The S&P 500 and Nasdaq Composite both saw their biggest monthly gains since July last year
Stock futures were little changed in overnight trading Sunday after the S&P 500 hit a fresh 2023 peak after a five-week winning streak.
Futures on the DJIA and S&P 500 futures were both flat. Nasdaq 100 futures dropped 0.2 per cent.
Shares of Alaska Airlines dropped more than 1 per cent in overnight trading after news that it agreed to acquire rival Hawaiian Airlines in a $1.9 billion deal.
The large-cap equity index surged to the highest level since March 2022 on Friday, bringing its YTD gains to nearly 20 per cent. The blue-chip Dow has also gained for five consecutive weeks and is 9.4 per cent higher for the year.
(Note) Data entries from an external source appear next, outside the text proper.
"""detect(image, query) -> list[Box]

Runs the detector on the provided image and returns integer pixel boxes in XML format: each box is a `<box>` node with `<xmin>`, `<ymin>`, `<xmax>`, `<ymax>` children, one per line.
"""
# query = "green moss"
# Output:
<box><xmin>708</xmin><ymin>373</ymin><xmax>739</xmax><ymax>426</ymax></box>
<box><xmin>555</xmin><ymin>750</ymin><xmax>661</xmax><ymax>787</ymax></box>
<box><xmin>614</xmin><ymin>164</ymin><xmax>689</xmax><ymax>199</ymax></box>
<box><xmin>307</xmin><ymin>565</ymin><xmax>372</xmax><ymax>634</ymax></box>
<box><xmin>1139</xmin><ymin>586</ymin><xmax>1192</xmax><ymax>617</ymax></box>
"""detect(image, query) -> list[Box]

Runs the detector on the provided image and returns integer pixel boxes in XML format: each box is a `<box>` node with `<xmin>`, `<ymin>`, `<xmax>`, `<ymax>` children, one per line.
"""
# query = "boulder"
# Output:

The tech-heavy Nasdaq Composite has gained 37 per cent in 2023.
The latest gain came as investors increasingly bet that the Fed will stay put at its policy meeting this month and begin cutting rates in 2024. The market turned a blind eye to Federal Reserve Chairman Jerome Powell’s effort to tame rate-cut expectations, saying it’s “premature” to expect easing in policy.
Some investors see the rally as unsustainable.
At present things are very overdone, Adam Crisafulli, founder of Vital Knowledge, said in a note. The conversation on inflation, growth, the Fed, and earnings are all too binary, reductive, and facile.
November was the best month for the Dow since October 2022. The S&P 500 and Nasdaq Composite both saw their biggest monthly gains since July last year.
Investors are awaiting the November jobs report, scheduled for release on Friday, for confirmation the Federal Reserve is done raising rates. Economists polled by Dow Jones expect the economy to have added 190,000 payrolls.